9. The method of claim 1, wherein processing the sample in step (b) further includes doping the sample with internal standard peptides for quantitative calibration of target analytes.

10. The method of claim 1, wherein the mass spectrometry-based workflow in step (c) employs dynamic multiple reaction monitoring (dMRM) that automatically adjusts collision energies in real time to enhance detection of low-abundance biomarkers.

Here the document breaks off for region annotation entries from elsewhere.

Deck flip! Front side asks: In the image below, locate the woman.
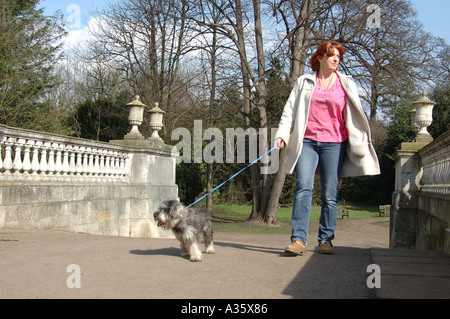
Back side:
[275,41,380,255]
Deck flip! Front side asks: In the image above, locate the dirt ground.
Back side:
[0,218,389,299]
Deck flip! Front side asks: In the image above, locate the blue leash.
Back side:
[187,145,278,207]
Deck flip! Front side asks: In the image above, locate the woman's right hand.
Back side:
[274,137,286,150]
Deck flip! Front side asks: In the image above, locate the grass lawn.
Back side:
[213,205,389,233]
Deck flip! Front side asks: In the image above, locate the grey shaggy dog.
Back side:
[153,200,215,262]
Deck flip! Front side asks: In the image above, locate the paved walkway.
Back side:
[0,218,450,299]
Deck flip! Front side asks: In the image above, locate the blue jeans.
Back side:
[291,139,345,245]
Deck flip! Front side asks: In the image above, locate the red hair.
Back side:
[309,40,345,72]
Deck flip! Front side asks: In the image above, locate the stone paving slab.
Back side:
[371,249,450,299]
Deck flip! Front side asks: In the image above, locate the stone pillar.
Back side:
[389,143,426,249]
[389,92,436,249]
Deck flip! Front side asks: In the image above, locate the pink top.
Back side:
[305,77,348,143]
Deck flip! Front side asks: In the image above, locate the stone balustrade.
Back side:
[0,125,178,237]
[390,125,450,256]
[0,125,129,181]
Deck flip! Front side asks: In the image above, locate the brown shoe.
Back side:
[319,242,333,255]
[284,240,306,255]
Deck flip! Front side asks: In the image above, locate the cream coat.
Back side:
[275,72,380,177]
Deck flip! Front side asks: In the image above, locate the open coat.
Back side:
[275,72,380,177]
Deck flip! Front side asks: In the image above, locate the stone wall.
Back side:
[390,126,450,255]
[0,125,178,237]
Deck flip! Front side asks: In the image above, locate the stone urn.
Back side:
[148,103,165,141]
[411,92,436,142]
[124,95,146,140]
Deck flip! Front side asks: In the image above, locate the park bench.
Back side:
[339,207,349,219]
[379,205,391,217]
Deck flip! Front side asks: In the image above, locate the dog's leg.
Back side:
[181,242,189,256]
[189,241,202,262]
[204,232,215,254]
[203,223,215,254]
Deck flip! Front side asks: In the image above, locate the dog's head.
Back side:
[153,200,185,228]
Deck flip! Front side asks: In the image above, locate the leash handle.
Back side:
[187,144,278,208]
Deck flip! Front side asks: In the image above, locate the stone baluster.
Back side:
[13,138,25,175]
[55,143,65,176]
[75,146,84,175]
[31,141,43,176]
[3,137,16,175]
[83,147,91,175]
[22,140,35,175]
[111,151,120,177]
[0,135,6,172]
[62,145,72,176]
[69,146,78,175]
[39,142,51,175]
[99,150,106,176]
[104,150,111,177]
[47,143,58,175]
[120,153,128,177]
[88,148,95,176]
[94,149,100,176]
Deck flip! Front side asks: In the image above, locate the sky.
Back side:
[39,0,450,44]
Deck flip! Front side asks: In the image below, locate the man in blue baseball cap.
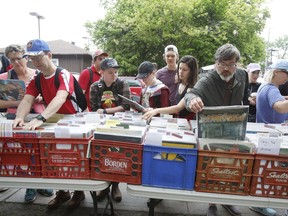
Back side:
[256,59,288,123]
[13,39,85,210]
[250,59,288,216]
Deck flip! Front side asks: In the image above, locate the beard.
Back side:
[219,74,234,82]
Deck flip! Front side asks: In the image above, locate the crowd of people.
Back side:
[0,39,288,216]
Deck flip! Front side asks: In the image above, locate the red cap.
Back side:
[92,50,108,60]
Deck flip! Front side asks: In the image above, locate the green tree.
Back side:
[85,0,269,75]
[267,35,288,59]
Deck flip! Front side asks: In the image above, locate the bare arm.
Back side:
[97,106,125,114]
[15,90,69,130]
[0,100,20,108]
[273,100,288,114]
[142,98,185,120]
[13,94,35,127]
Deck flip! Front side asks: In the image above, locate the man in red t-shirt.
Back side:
[79,50,108,111]
[13,39,85,209]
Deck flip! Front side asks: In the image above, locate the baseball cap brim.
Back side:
[22,50,44,57]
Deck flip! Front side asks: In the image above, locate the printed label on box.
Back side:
[48,152,79,165]
[263,169,288,186]
[100,157,132,174]
[207,166,242,182]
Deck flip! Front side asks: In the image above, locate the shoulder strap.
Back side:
[54,67,63,89]
[35,73,42,95]
[115,78,124,94]
[35,67,63,96]
[87,67,93,85]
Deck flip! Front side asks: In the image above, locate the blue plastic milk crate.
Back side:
[142,145,198,190]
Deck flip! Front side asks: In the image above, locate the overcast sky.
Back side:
[0,0,105,47]
[0,0,288,48]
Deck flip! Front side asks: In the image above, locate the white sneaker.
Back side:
[0,187,9,193]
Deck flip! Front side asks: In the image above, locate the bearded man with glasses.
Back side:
[184,44,249,216]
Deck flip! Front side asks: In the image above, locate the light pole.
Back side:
[29,12,45,39]
[82,37,90,51]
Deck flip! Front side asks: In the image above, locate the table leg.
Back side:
[90,191,114,216]
[147,198,163,216]
[90,191,98,216]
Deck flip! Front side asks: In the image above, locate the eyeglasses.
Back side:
[29,55,44,62]
[217,62,237,69]
[9,58,23,63]
[251,71,260,75]
[278,69,288,73]
[96,56,106,61]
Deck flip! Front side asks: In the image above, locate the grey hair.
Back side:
[5,44,25,58]
[264,69,275,83]
[214,43,240,62]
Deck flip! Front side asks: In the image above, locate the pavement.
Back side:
[0,183,288,216]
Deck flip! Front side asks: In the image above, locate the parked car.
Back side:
[71,72,144,103]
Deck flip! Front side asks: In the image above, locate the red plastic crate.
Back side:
[39,137,91,179]
[0,137,41,178]
[250,154,288,199]
[91,139,143,184]
[195,150,254,195]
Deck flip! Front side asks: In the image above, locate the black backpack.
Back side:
[35,67,87,111]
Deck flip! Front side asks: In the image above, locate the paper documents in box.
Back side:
[94,125,147,143]
[0,79,26,101]
[196,106,249,140]
[118,94,145,112]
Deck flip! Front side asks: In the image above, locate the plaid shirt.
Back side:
[90,78,131,111]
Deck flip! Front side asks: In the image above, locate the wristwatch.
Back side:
[35,115,46,122]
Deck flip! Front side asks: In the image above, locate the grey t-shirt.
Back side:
[156,66,177,105]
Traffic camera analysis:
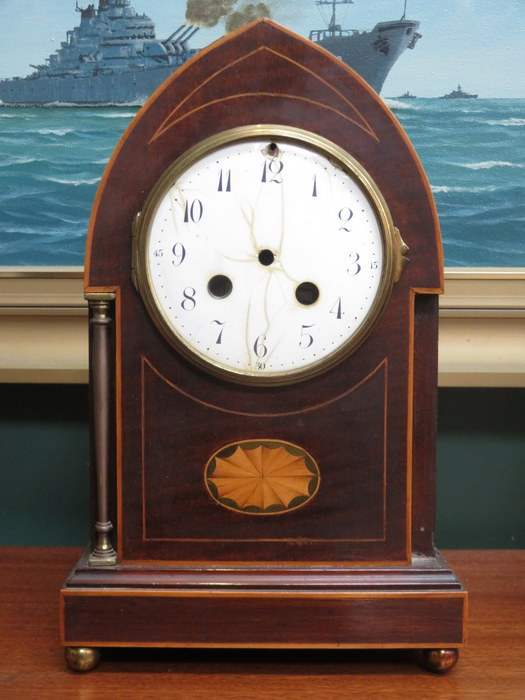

11. A system for integrated multi-omics biomarker detection, comprising:

(a) a unified sample preparation module configured to remove high-abundance components and preserve proteins, metabolites, and lipids from a single biological sample,

wherein no separate instrumentation or reconfiguration is required for individual biomolecular classes;

(b) a mass spectrometer assembly operable to detect proteins, metabolites, and lipids in one run or in multiple consecutive runs on the same instrumentation without major hardware reconfiguration across a concentration range from 1 ng/L to 100 mg/L,

wherein said assembly detects said analytes without necessitating distinct hardware setups for proteomic versus small-molecule analysis;

(c) a multi-phase biomarker database stored on at least one memory device, the database comprising discovery-phase entries and validated-phase entries; and

(d) a computing unit communicatively coupled to the mass spectrometer assembly and the biomarker database,

wherein the computing unit is programmed to:

(i) execute a machine-learning model trained on at least hundreds of thousands curated mass spectrometry datasets to distinguish analyte signals from noise with a quantification accuracy of coefficient of variation of ten percent or less,

(ii) update said biomarker database by transitioning discovered biomarkers to validated-phase entries upon meeting predefined reproducibility thresholds, and

(iii) generate a disease-specific classification or biomarker panel such that an area-under-the-curve (AUC) of at least 0.7 is achieved when distinguishing diseased samples from non-diseased samples.

12. The system of claim 11, wherein the sample preparation module comprises a chemical precipitation unit followed by an antibody-conjugated resin for selectively removing high-abundance plasma proteins.

13. The system of claim 11, further comprising a dried blood spot interface, wherein said sample preparation module includes a stabilization reagent adapted to minimize protein degradation for at least five days at ambient temperature.

14. The system of claim 11, wherein the mass spectrometer assembly is configured to detect biomolecules over a dynamic range from about 1 ng/L to about 100 mg/L, enabling quantification of ultra-low abundance proteins.

15. The system of claim 11, wherein the computing unit is programmed to execute a peak analysis model trained on over 1,000,000 mass spectrometry runs, achieving a reproducibility coefficient of variation below about 10%.

16. The system of claim 11, wherein the biomarker database is iteratively updated based on repeated sample analyses, transitioning candidate biomarkers from a discovery phase to a validated phase upon meeting reproducibility thresholds.

17. The system of claim 11, wherein the computing unit classifies disease states by selecting a subset of proteins, metabolites, and lipids that maximize diagnostic performance in a receiver operating characteristic (ROC) analysis, exceeding a preselected area under the curve (AUC) threshold.

18. The system of claim 11, further comprising a pQTL analysis module integrated within the computing unit, configured to correlate identified protein biomarkers with genomic variants.

19. The system of claim 11, wherein the mass spectrometer assembly is automatically tuned to adjust ionization parameters in real time through dynamic multiple reaction monitoring (dMRM), improving detection of low-abundance targets.

20. The system of claim 11, wherein the computing unit applies internal standard peptides to ensure both relative and absolute quantification of proteins, metabolites, and lipids, enabling cross-run comparisons in a multi-omics dataset.